Written by Emily Marais
On the evening of the 13th of March, a small group of trees in Valley Gardens was adorned by candles and flowers. Standing around these symbols of grief were the women and allies of Brighton, embracing each other in despair at the news of Sarah Everard’s death at the hands of a Met police officer. The scene was one of solidarity and compassion, and the air was full with the painful and personal memories that each woman had been reliving over the past week. Each of us felt that we could have been Sarah Everard, and we felt emboldened to express our raw feelings.

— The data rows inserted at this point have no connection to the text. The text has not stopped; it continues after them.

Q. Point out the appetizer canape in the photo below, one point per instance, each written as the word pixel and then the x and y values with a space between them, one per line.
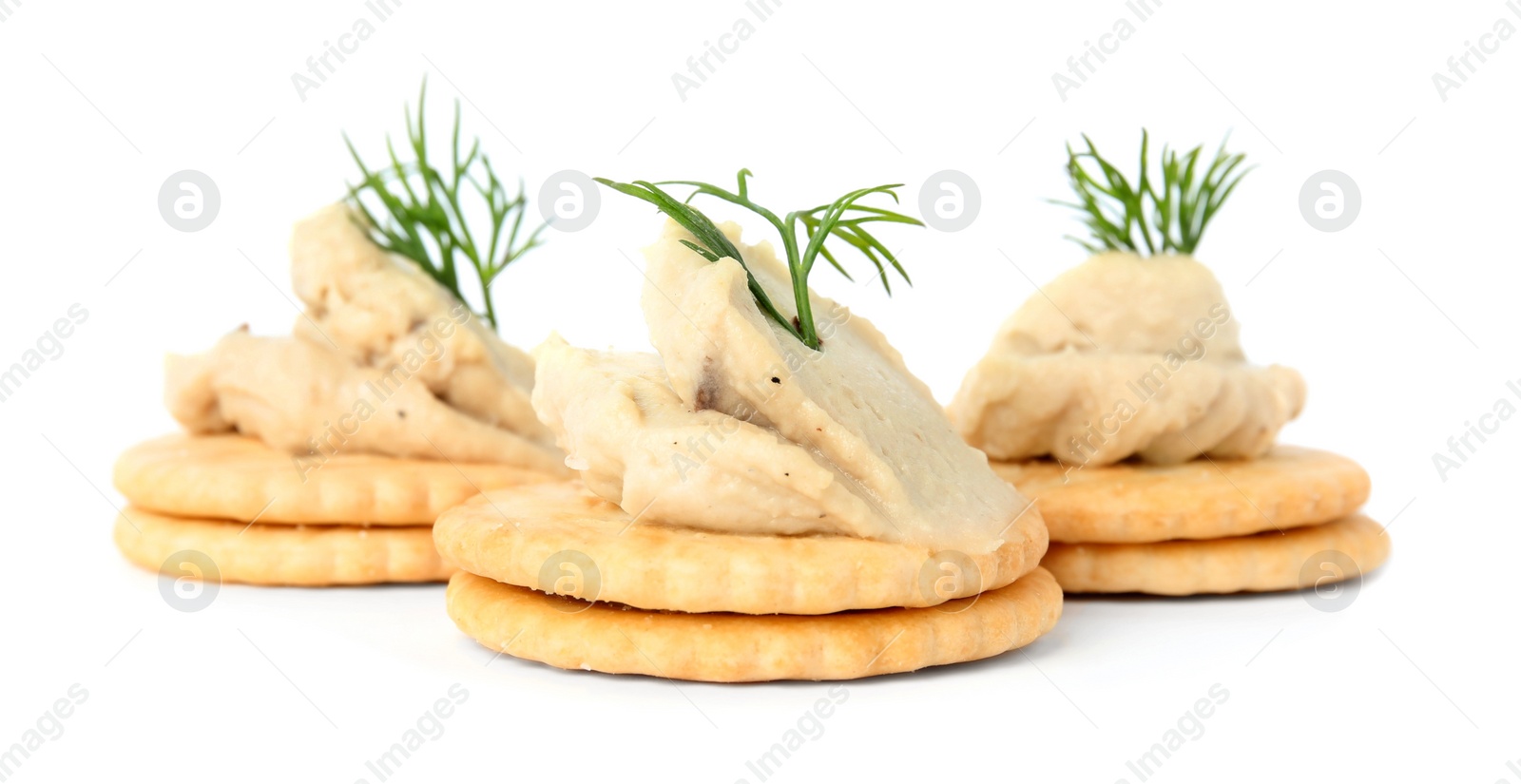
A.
pixel 1118 397
pixel 323 458
pixel 772 496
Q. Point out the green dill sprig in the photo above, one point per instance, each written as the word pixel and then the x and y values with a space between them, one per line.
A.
pixel 803 238
pixel 1123 218
pixel 423 208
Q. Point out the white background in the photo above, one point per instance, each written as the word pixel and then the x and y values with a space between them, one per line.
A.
pixel 1403 324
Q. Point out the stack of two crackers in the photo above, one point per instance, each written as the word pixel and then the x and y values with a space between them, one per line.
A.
pixel 557 575
pixel 1281 522
pixel 227 507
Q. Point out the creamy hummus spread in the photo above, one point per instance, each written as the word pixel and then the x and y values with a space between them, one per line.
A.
pixel 384 360
pixel 376 309
pixel 1125 355
pixel 740 428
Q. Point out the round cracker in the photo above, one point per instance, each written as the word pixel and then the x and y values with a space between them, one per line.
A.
pixel 732 647
pixel 283 555
pixel 238 477
pixel 1267 561
pixel 1203 499
pixel 562 538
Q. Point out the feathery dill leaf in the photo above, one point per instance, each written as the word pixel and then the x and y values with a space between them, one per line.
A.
pixel 420 208
pixel 805 235
pixel 1150 216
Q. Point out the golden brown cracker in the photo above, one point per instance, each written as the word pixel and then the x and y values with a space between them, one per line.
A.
pixel 283 555
pixel 236 477
pixel 1198 500
pixel 730 647
pixel 560 538
pixel 1269 561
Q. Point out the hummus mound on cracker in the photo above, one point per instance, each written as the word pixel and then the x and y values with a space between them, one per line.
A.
pixel 1125 355
pixel 382 360
pixel 740 428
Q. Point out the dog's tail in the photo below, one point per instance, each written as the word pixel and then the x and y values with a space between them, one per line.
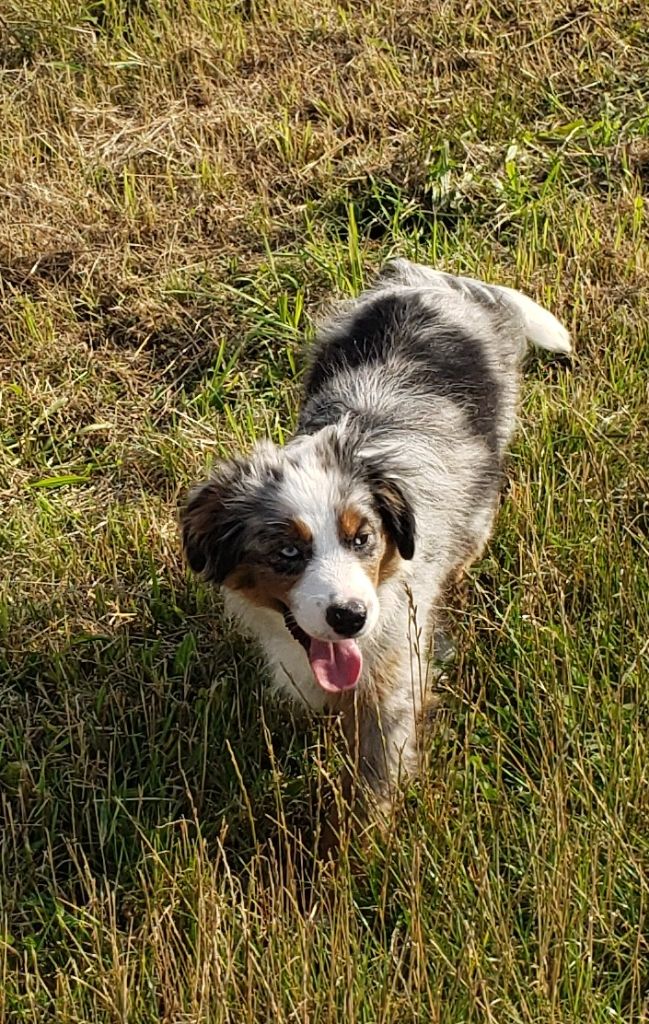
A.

In the midst of the candles, there were a growing number of placards. Women had handwritten messages on pieces of cardboard showcasing their disgust for the ongoing mistreatment of women at the hands of men. One sign simply said ‘97%’, referring to the proportion of women in the UK who have been sexually assaulted. Others declared this as the revolution of love and rage. It was clear to see that would not solely be grieving, as if this was an isolated event.
As the start time of 6 PM approached for the now-cancelled vigil, the numbers grew not only of grieving women but also of police vans. Women strained to make their voices heard to the crowds, as they recounted personal stories and bared their souls through poetry and song. We couldn’t hear every word but we certainly felt them, as they travelled along the hearts of those who shared this pain. Despite all of our efforts to focus on those who were expressing their struggles, we couldn’t help but feel the police beginning to gather around us.
As darkness began to fall, police officers were asking people at the edges of the group to leave, on the grounds of breaking coronavirus restrictions. We continued to face the speakers and cheered them on with a renewed sense of solidarity. The cardboard signs stating that ‘Women will not be silenced’ spurred us on to assert our right to protest.
One white woman, after recounting her personal story of abuse, encouraged a group of young black women to speak so that everyone could hear. They shared the story of Blessing Olusegun, a 22-year-old black woman who was found dead on Bexhill beach last year. They highlighted the disparity in media coverage and police resources used to uncover the circumstances leading to Sarah Everard’s death as compared to that of Blessing. At this point, Sussex Police were being directly addressed as culpable for this injustice, and face-offs were springing up as women refused to go home.
Tensions flared when four or five officers cut through the crowd to the black woman who was speaking. Chants arose to ‘Let her speak’ and grievers pushed forward to protect the young speakers from the very police force that has failed to protect young black women. It was hard to see what was happening in the crush, but we soon saw men being tugged away from the middle of the commotion and led to police vans waiting on the side of the road.
Before long, most of the crowd had been dispersed and those who stayed in defiance were repeatedly being approached by officers and threatened with fines. A friend of mine was handcuffed and put in a van with two male police officers, on account of refusing to pay a fine. Threatened with arrest, she was forced to agree to pay the fine. We watched helplessly as the police exercised their power over us, making an example of some and scaring away the rest.
In the week leading up to this vigil, women were experiencing grief and anger towards the men who continue to harm us and the complicity of police forces across the country. For Sussex Police to react to this outpouring of emotion with heavy-handedness was tone-deaf, to say the least.
Not only did the police presence disrupt a beautiful and necessary gathering, but they also made the event less safe. By threatening organisers with a £10,000 fine, they disallowed the presence of stewards who could have ensured proper social distancing. The police officers caused us to move closer to each other, for fear of being singled out and removed, and for fear of what would happen to the black women who were being silenced.
Sussex Police must reconsider how it responded to this gathering, as coronavirus laws have an implicit exemption for ‘reasonable excuses’ to gather. If expressing collective grief for 97% of the women in this country is not considered reasonable, then we must ask on what grounds these decisions are being made. We must ask how we can expect a police force that doesn’t respect our right to protest to protect any of us.